I hear from a lot of young entrepreneurs starting their clothing companies and I can usually tell by the type of person they are if they are going to succeed or fail.
The people that want every answer before they start and need their hand held through the process usually don’t make it very far. Asking questions and planning everything out is crucial but actually taking the initiative and doing it teaches you so much more. The most important part is just getting the ball rolling. You might not have all the answers now but you will figure it all out down the road. This one characteristic is what I see all the time with successful clothing company owners.
Think Positively
The hardest time for me was in the very beginning when I wasn’t getting those first sales. Every problem was a set back and I could have quit at any time. Most of the people that are successful have just weathered the hard times and are stronger because of it. If you can be strong and think positively in the darkest hours everything will come together in time.
Define your niche
There is so much competition out there you can’t pick a broad demographic like males 20-40 and expect to succeed. You need to find your niche. Define who your customer is and give them exactly what they want.
TEST EVERYTHING!
No one wants to put up a ton of money to see find out if you will succeed or fail test everything. We live in a time where you can connect to people around the world through the internet. Go onto forums like mintees.com and see what people like. Find your market and ask them questions. Try and stay away from family and friends and take everything with a grain of salt. When you print shirts don’t print 1,000 because it’s cheaper per shirt. Print the minimum and see what sizes sell the best. Use your money wisely and test everything so you can make better decisions in the future.
Self Awareness
One key characteristic that is the hardest to develop is being self aware. Do you have fears that are holding you back? Are you holding on to tightly to an idea that doesn’t work? You have to be self aware on how these things are affecting your business.
Constantly recalibrate
This goes along with the idea of testing everything. Once you see what works and what doesn’t you need to recalibrate. I have noticed in my personal life I don’t make very many decisions that are set in stone. I am constantly figuring out what is the best option at that time from the information I have.

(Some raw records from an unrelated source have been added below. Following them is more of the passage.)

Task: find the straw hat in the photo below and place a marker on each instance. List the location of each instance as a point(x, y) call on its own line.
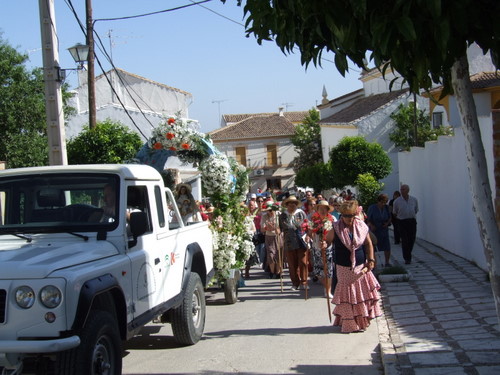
point(324, 204)
point(179, 186)
point(292, 198)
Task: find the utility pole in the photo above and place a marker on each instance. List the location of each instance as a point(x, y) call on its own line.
point(53, 95)
point(90, 64)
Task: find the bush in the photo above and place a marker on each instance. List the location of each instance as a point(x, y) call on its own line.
point(369, 189)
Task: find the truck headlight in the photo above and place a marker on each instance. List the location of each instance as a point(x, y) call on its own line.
point(25, 297)
point(50, 296)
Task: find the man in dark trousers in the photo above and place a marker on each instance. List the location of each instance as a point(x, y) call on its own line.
point(405, 208)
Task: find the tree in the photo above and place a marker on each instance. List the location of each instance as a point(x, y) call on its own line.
point(403, 134)
point(354, 156)
point(317, 176)
point(369, 189)
point(109, 142)
point(307, 142)
point(423, 41)
point(22, 111)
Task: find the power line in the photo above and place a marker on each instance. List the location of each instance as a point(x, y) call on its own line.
point(151, 13)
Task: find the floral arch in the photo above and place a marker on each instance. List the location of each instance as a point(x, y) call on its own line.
point(224, 181)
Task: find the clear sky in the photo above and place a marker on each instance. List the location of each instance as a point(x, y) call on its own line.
point(193, 49)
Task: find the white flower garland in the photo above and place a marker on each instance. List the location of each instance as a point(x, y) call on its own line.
point(216, 174)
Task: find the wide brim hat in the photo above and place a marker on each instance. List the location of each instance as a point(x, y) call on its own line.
point(268, 205)
point(324, 204)
point(292, 198)
point(179, 186)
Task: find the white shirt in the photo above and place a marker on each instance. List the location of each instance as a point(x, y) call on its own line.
point(405, 209)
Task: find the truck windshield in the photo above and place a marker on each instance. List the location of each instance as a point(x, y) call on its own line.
point(58, 202)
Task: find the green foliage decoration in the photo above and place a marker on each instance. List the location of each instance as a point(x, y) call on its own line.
point(108, 143)
point(403, 135)
point(354, 156)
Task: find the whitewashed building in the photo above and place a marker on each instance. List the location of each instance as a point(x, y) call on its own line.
point(135, 101)
point(261, 142)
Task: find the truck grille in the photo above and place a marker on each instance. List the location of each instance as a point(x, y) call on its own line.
point(3, 305)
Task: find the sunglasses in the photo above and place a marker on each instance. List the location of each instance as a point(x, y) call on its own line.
point(349, 216)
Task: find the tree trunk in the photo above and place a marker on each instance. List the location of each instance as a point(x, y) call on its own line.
point(482, 201)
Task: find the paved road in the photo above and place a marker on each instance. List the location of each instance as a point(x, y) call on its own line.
point(265, 332)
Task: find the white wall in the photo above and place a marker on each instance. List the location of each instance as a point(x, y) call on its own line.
point(438, 177)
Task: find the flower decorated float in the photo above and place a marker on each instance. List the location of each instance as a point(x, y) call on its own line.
point(225, 183)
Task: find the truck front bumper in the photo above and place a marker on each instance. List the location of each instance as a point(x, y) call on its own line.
point(39, 346)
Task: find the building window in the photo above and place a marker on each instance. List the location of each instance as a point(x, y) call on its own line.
point(273, 183)
point(272, 155)
point(437, 119)
point(241, 155)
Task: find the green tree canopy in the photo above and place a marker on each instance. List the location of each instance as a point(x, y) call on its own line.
point(354, 156)
point(22, 111)
point(403, 135)
point(318, 176)
point(307, 142)
point(420, 39)
point(109, 142)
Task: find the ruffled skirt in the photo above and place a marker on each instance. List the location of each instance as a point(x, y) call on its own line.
point(356, 299)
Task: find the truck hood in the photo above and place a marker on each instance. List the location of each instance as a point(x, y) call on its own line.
point(40, 258)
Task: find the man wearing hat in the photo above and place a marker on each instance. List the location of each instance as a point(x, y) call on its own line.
point(290, 222)
point(186, 203)
point(269, 226)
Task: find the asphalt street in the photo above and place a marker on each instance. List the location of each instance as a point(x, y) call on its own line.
point(266, 332)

Be a person not a business
I remember in the beginning with myspace friend adders I would go on and add tons of people (yeah dated reference but still applies to buying likes on facebook). Jeff Finely from Go Media wrote something about how having 100 devoted followers is more important to having thousands that don’t care about your company. At first I dismissed this idea. I just wanted to take the easy route. Looking back it was a big mistake, I wasted all this time adding friends on myspace, which took forever, and what I should have been doing is connecting with people on a more person level. You can do this on facebook, twitter, through email, your blog. Be the person people want to buy from.
Get help
Limit what you do to only the things you’re great at. If you’re a great designer but don’t know web design get someone to help. If you’re a marketing genius and have no clue about design get a designer to help you with some shirt designs. Your company will be a lot stronger in the end.